The second matter to be addressed is the clarity of what Paul is saying here. Here, like in Romans and Galatians, Paul is so clear that there is and only ever has been one spiritual people of God. The Mosaic Law, and the physical people of God it was given to, have served their purpose in God’s plan and are no longer part of that plan. We cannot make a distinction between Jews and Gentiles since the coming of Christ. We cannot believe God has any current or future plan for Israel, and neither can we believe that the Jews are somehow not to be evangelized and brought into the spiritual fold of God. Misunderstanding any of this has led to a lot of false theology (I love you my dispensationalist brothers and sisters, but your theology is dangerous), and a lot of Christian anti-Semitism (brothers and sisters, as Paul said in his letter to the Romans, we owe God’s physical people a great debt for what they were in the plan of God!).

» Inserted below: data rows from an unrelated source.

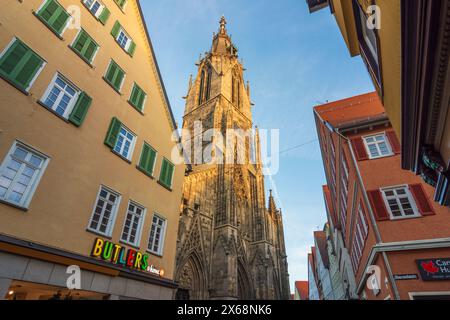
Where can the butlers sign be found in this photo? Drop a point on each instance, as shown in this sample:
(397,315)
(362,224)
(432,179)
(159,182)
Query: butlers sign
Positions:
(434,269)
(122,256)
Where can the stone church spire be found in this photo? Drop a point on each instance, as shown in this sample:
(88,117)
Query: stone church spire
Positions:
(222,43)
(229,247)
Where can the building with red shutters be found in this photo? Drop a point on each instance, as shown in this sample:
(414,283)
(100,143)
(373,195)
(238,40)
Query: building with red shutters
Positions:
(301,290)
(392,241)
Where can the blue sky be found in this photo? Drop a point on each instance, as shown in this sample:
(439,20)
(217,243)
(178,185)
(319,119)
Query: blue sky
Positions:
(294,61)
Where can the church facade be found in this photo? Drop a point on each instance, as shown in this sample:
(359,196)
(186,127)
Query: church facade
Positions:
(230,244)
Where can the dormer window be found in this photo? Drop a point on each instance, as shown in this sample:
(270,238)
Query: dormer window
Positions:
(123,38)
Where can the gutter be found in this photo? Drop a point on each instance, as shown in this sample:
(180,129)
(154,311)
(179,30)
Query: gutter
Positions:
(172,118)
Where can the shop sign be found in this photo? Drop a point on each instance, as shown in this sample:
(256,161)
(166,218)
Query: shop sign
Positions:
(122,256)
(406,276)
(434,269)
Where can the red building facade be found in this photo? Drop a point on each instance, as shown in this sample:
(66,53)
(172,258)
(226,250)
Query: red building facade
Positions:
(396,238)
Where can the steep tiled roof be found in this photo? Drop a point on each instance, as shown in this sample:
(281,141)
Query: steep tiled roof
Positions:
(359,108)
(302,288)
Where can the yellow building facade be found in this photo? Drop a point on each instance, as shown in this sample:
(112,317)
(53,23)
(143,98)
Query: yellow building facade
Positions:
(86,176)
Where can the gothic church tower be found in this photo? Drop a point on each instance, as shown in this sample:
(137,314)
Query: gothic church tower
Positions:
(230,245)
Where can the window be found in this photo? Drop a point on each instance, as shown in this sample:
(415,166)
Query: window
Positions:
(133,224)
(20,173)
(138,98)
(166,174)
(120,139)
(125,143)
(60,96)
(121,3)
(400,202)
(54,16)
(85,46)
(148,159)
(368,41)
(156,240)
(377,146)
(123,39)
(98,10)
(20,65)
(66,100)
(115,76)
(105,210)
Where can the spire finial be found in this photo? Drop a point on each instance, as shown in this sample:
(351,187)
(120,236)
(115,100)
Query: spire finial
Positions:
(223,23)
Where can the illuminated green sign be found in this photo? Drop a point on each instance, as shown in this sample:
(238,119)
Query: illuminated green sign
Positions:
(123,256)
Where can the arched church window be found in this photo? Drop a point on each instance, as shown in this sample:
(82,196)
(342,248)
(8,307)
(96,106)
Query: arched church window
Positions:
(202,84)
(208,84)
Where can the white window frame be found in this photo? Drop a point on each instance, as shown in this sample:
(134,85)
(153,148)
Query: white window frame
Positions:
(89,7)
(386,140)
(137,238)
(410,198)
(34,182)
(132,145)
(162,238)
(112,220)
(73,101)
(129,39)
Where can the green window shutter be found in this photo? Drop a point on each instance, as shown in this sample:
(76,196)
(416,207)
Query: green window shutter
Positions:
(104,16)
(121,3)
(115,75)
(20,64)
(80,110)
(85,46)
(166,174)
(148,158)
(132,48)
(137,97)
(54,15)
(113,133)
(116,29)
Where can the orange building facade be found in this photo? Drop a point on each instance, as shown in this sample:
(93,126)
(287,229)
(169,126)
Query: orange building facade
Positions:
(390,235)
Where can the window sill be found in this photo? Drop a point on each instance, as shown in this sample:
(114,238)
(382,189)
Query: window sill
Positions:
(25,92)
(164,186)
(39,102)
(135,108)
(82,58)
(381,157)
(114,88)
(121,156)
(405,218)
(99,234)
(48,27)
(14,205)
(146,173)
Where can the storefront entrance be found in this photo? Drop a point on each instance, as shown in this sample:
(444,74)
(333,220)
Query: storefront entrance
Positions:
(20,290)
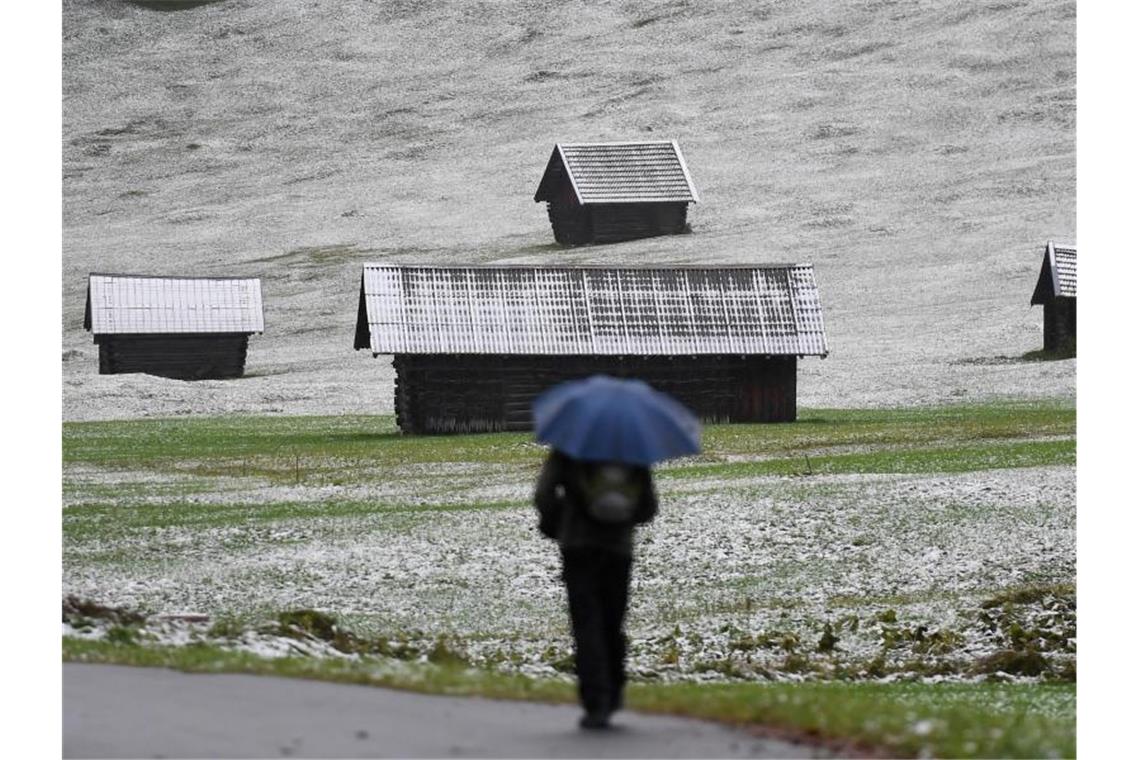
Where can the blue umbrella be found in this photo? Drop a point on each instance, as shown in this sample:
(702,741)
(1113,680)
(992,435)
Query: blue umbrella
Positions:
(608,419)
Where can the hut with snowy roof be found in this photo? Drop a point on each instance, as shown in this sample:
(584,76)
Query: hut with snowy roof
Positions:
(1056,291)
(610,191)
(473,345)
(179,327)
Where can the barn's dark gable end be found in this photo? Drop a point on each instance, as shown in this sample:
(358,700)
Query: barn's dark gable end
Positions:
(1056,291)
(611,191)
(178,327)
(472,346)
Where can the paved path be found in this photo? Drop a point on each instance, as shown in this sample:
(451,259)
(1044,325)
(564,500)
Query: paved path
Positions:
(145,712)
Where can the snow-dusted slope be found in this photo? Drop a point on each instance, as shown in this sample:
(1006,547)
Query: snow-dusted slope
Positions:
(918,153)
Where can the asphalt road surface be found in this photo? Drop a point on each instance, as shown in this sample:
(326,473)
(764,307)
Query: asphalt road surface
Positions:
(145,712)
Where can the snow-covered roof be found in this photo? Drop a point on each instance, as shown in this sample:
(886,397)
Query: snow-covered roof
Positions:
(1058,274)
(138,303)
(591,310)
(619,172)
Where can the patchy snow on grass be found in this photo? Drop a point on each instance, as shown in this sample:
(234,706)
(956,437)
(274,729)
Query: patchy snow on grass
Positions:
(747,578)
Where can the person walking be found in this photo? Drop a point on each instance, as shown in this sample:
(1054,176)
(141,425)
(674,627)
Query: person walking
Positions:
(594,488)
(591,508)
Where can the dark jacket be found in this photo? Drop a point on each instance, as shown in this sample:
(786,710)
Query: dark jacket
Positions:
(562,515)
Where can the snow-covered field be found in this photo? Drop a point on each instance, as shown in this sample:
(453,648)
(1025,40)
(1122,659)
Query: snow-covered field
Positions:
(919,153)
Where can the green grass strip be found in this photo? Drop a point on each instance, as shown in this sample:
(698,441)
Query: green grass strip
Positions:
(902,719)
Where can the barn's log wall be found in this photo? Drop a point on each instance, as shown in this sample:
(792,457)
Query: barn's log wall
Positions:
(174,356)
(466,393)
(625,221)
(612,222)
(1059,324)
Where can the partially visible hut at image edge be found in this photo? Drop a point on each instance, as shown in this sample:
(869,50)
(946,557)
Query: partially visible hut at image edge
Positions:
(610,191)
(472,346)
(178,327)
(1056,291)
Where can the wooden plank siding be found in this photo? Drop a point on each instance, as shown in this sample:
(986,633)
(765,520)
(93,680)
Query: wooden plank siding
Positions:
(480,393)
(1059,325)
(613,222)
(176,356)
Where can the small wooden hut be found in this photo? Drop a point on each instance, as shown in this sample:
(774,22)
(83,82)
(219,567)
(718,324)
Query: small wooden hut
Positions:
(1056,291)
(179,327)
(473,345)
(610,191)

Paul is really nailing the point home here in the first three chapters of this letter. We are one people. Christ reconciled believing Jew and believing Gentile to God as one people (vv. 15-16). Remember, Paul is talking about spiritual realities, not physical perspectives. Since the Gentiles were reconciled along with the Jews, we who were once alienated from the commonwealth of Israel (v. 12) are now, along with the believing Jews, fellow citizens of the household of God’s people (v. 19). Paul then likens us to a physical structure (metaphorically). We are a dwelling place for God (v. 22) – the true Temple (v. 21) – built on the foundation of the Word of God (the apostles and prophets – v. 20)1, with Christ as the cornerstone. This house, this Temple, this spiritual structure is made of Jews and Gentiles – Old Testament saints and New Testament saints. We are at this moment being built by the Spirit (our sign and seal of our inclusion in the New Covenant – see 1:13) together (Jew and Gentile). We are – “us both” – priests in the true Temple of God (see Isa 56:3-7, 61:66, 66:18-21).

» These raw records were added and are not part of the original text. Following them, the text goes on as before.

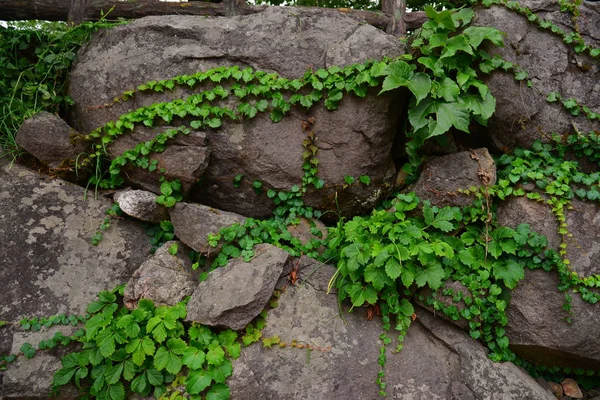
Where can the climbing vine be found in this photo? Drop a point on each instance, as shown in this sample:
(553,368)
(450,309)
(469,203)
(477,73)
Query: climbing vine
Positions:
(384,259)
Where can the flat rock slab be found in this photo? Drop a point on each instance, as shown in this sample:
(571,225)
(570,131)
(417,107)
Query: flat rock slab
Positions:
(48,264)
(234,295)
(444,176)
(438,361)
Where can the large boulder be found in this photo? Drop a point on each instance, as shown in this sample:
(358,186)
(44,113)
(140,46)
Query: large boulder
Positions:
(319,356)
(522,114)
(49,265)
(354,140)
(49,139)
(537,327)
(444,177)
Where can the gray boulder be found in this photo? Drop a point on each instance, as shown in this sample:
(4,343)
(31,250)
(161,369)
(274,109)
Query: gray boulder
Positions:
(534,329)
(354,140)
(166,278)
(49,139)
(444,176)
(438,361)
(186,159)
(49,265)
(234,295)
(194,222)
(522,114)
(142,205)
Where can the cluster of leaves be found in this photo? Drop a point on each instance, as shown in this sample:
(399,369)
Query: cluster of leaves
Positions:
(572,38)
(143,350)
(573,106)
(385,258)
(35,59)
(448,92)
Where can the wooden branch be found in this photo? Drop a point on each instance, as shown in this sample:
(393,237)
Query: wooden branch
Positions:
(90,10)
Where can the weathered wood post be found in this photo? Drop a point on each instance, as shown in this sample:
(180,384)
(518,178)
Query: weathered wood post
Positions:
(396,9)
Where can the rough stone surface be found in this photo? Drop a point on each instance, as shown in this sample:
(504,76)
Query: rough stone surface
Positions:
(354,140)
(194,222)
(535,328)
(185,158)
(48,138)
(141,205)
(522,114)
(443,176)
(166,278)
(438,361)
(48,264)
(234,295)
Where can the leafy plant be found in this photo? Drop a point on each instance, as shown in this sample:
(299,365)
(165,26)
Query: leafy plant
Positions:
(143,350)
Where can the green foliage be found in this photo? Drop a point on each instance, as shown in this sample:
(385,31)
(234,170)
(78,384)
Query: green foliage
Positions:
(35,59)
(143,350)
(113,212)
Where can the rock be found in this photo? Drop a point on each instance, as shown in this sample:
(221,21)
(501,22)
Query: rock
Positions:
(141,205)
(537,328)
(234,295)
(443,176)
(302,231)
(166,278)
(354,140)
(49,139)
(522,114)
(194,222)
(438,361)
(186,159)
(48,264)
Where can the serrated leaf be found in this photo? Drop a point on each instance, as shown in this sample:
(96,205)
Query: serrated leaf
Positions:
(397,75)
(197,381)
(193,358)
(393,269)
(221,372)
(215,356)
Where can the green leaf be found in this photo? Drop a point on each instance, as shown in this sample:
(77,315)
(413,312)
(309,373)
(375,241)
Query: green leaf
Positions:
(478,34)
(113,373)
(449,115)
(221,372)
(510,272)
(193,358)
(448,90)
(197,381)
(218,391)
(117,392)
(397,75)
(454,44)
(393,268)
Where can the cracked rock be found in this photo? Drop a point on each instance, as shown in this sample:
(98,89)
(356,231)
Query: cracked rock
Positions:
(234,295)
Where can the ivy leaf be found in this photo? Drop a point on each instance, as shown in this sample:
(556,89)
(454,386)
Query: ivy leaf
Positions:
(197,381)
(510,272)
(397,75)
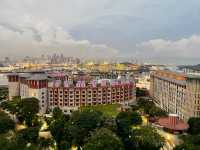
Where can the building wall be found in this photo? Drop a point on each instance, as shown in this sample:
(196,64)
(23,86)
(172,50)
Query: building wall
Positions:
(180,96)
(70,97)
(14,89)
(41,95)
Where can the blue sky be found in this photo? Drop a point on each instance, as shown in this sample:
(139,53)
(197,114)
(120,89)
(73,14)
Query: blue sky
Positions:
(158,30)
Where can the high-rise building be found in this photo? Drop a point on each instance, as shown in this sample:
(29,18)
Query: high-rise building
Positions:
(176,93)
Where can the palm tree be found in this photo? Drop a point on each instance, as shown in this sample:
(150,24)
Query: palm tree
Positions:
(45,144)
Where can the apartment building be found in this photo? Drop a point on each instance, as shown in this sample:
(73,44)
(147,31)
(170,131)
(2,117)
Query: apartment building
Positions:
(176,93)
(68,93)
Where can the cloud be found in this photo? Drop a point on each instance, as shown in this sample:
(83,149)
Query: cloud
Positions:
(161,48)
(35,37)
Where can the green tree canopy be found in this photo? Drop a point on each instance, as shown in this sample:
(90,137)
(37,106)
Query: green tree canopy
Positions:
(103,139)
(83,122)
(6,123)
(28,108)
(28,135)
(146,138)
(194,125)
(125,121)
(57,113)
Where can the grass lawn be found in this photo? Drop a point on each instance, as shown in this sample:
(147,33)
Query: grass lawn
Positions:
(109,110)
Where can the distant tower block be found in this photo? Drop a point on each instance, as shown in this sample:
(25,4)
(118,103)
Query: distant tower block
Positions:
(13,85)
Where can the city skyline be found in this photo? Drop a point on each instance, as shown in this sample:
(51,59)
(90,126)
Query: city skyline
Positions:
(159,31)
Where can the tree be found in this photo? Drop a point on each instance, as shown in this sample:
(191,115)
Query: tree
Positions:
(57,113)
(10,144)
(6,123)
(28,135)
(186,146)
(146,138)
(103,139)
(194,125)
(83,122)
(59,129)
(191,142)
(125,121)
(28,108)
(45,144)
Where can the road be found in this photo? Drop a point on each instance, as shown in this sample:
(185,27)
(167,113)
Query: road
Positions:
(171,139)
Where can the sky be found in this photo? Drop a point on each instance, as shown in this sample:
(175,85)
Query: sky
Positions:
(161,31)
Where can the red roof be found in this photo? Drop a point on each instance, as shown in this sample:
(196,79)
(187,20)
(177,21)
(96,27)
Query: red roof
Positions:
(179,126)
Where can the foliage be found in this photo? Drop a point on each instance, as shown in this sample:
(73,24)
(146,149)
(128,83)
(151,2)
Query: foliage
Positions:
(125,121)
(60,132)
(57,113)
(28,108)
(28,135)
(82,123)
(110,110)
(146,138)
(45,144)
(6,123)
(103,139)
(10,144)
(187,146)
(194,125)
(191,142)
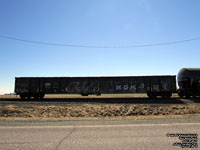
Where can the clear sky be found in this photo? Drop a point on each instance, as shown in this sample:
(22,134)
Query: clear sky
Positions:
(97,23)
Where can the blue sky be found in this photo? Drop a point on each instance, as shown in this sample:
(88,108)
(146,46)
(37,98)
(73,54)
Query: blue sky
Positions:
(97,23)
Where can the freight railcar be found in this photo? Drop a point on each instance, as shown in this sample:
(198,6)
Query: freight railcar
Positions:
(37,87)
(189,82)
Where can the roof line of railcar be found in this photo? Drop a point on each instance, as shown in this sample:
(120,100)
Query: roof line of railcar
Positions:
(103,76)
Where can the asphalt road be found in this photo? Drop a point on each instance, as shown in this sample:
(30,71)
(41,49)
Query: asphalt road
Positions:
(98,135)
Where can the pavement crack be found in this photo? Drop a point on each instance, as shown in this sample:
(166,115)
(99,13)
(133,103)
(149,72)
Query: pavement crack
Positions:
(64,138)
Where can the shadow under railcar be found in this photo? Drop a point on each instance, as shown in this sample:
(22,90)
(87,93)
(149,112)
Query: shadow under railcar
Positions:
(108,100)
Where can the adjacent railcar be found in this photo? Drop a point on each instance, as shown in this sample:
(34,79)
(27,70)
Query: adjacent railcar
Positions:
(189,82)
(37,87)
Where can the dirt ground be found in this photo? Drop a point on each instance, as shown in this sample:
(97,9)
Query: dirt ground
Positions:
(74,111)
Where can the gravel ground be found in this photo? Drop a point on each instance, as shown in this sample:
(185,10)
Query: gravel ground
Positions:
(74,110)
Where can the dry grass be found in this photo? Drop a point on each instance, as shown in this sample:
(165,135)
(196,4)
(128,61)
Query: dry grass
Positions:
(86,111)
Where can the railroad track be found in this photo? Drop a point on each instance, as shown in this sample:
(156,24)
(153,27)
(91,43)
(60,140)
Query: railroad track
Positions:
(92,100)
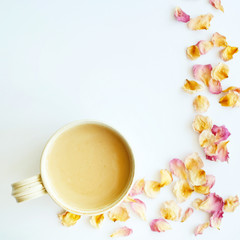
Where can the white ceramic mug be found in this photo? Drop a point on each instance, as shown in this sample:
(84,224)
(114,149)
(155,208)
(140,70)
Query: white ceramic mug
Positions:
(39,185)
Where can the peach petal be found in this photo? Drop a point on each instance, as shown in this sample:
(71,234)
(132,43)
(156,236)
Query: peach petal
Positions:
(200,22)
(122,232)
(170,210)
(202,73)
(187,214)
(159,225)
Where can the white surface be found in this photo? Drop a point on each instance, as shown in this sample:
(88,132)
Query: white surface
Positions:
(120,62)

In 3:1 Paul refers to himself as a prisoner, likely pointing to his first house arrest in Rome (Acts 28:30). He tells the believers of Asia Minor that the mystery (that Jews and Gentiles are one) was revealed to him by direct revelation (v. 3). This mystery is now revealed in Christ (v. 4) and by the Holy Spirit (v. 5). Paul clearly tells us what the mystery is (v. 6). Jews and Gentiles are one in Christ. Paul’s ministry to the Gentiles is to preach the Gospel: that we can all be part of the people of God – all those elect from eternity past who are justified by grace alone through faith alone in Christ alone – Jew and Gentile. Even now, the spiritual powers of darkness are being made aware that this was God’s eternal plan (v. 10). They realize it as the church expands to the end of the earth through the Gospel (see Acts 1:8). This was always God’s plan (v. 12). This is why we can carry out our mission with boldness and confidence.

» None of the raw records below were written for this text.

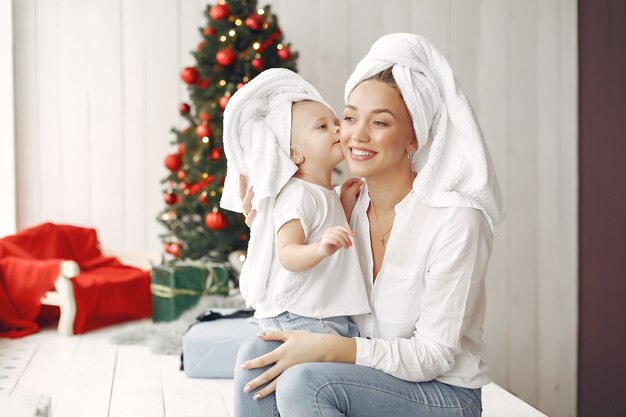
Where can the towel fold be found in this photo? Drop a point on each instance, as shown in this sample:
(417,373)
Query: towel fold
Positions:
(452,163)
(257,136)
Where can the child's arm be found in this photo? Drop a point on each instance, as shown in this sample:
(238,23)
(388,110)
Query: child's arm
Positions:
(350,191)
(295,255)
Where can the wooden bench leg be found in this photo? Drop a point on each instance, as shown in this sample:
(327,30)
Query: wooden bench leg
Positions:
(63,296)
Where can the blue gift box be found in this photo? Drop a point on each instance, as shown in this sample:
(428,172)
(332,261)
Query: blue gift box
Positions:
(210,348)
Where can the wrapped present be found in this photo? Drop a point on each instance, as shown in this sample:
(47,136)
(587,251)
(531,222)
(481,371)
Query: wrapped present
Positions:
(210,347)
(178,286)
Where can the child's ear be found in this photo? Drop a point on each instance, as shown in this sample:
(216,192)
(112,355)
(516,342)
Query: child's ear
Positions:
(296,156)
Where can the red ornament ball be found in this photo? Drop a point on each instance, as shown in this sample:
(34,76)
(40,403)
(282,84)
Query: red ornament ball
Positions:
(225,57)
(183,108)
(215,154)
(219,11)
(173,162)
(204,116)
(174,249)
(170,198)
(255,22)
(223,101)
(284,53)
(258,64)
(189,75)
(215,221)
(203,130)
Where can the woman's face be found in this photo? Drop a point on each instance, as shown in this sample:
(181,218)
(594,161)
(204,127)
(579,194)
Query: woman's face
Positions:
(376,131)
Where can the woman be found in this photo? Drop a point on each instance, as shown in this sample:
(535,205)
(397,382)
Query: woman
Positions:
(424,228)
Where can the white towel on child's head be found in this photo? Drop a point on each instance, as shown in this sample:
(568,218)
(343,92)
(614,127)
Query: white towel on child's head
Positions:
(257,137)
(452,162)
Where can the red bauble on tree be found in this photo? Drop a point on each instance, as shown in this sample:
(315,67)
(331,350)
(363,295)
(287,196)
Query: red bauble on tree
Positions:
(173,249)
(258,64)
(215,220)
(255,22)
(223,101)
(225,57)
(215,154)
(170,198)
(284,53)
(219,11)
(189,75)
(203,130)
(204,116)
(173,162)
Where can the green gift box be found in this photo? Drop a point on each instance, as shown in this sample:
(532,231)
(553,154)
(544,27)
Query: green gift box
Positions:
(177,287)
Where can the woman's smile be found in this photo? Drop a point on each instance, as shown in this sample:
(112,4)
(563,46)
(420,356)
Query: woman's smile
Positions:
(361,154)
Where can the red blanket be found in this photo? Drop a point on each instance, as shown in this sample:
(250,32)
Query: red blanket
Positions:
(105,291)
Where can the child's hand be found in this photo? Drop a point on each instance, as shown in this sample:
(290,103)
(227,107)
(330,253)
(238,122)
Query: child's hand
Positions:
(350,191)
(334,239)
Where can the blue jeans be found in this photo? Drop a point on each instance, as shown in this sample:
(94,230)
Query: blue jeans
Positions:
(288,321)
(338,389)
(244,406)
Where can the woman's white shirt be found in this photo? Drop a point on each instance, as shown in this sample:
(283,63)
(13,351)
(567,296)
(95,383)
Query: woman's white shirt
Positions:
(428,300)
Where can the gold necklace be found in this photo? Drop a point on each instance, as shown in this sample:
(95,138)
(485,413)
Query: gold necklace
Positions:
(382,235)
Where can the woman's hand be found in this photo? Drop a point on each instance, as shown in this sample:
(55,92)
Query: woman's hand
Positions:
(299,346)
(350,191)
(246,195)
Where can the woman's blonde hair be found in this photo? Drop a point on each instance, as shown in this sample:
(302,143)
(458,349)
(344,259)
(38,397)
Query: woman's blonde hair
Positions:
(385,76)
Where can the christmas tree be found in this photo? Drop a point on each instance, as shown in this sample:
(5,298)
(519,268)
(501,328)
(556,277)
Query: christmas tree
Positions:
(238,42)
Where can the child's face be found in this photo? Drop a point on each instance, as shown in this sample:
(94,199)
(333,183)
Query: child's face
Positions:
(315,134)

Paul then praises the Father for all He’s done. He has named every family (or “lineage”) as His own (v. 15). Paul prays that the Christians would be strengthened by the Spirit to carry out their calling (v. 16), through Whom they are united to Christ Who dwells within them (v. 17), and that they would spiritually comprehend (that which surpasses knowledge) the love of Christ (vv. 18-19). Through them, God’s power will work more than they can imagine (v. 20), and God’s glory will be spread through the end of time (v. 21).
1 The prophets and apostles here are both agents of New Testament revelation, as in 3:5. The idea is that the New Testament reveals the truth latent in the Old Testament which could not be fully understood until the completed work of Christ.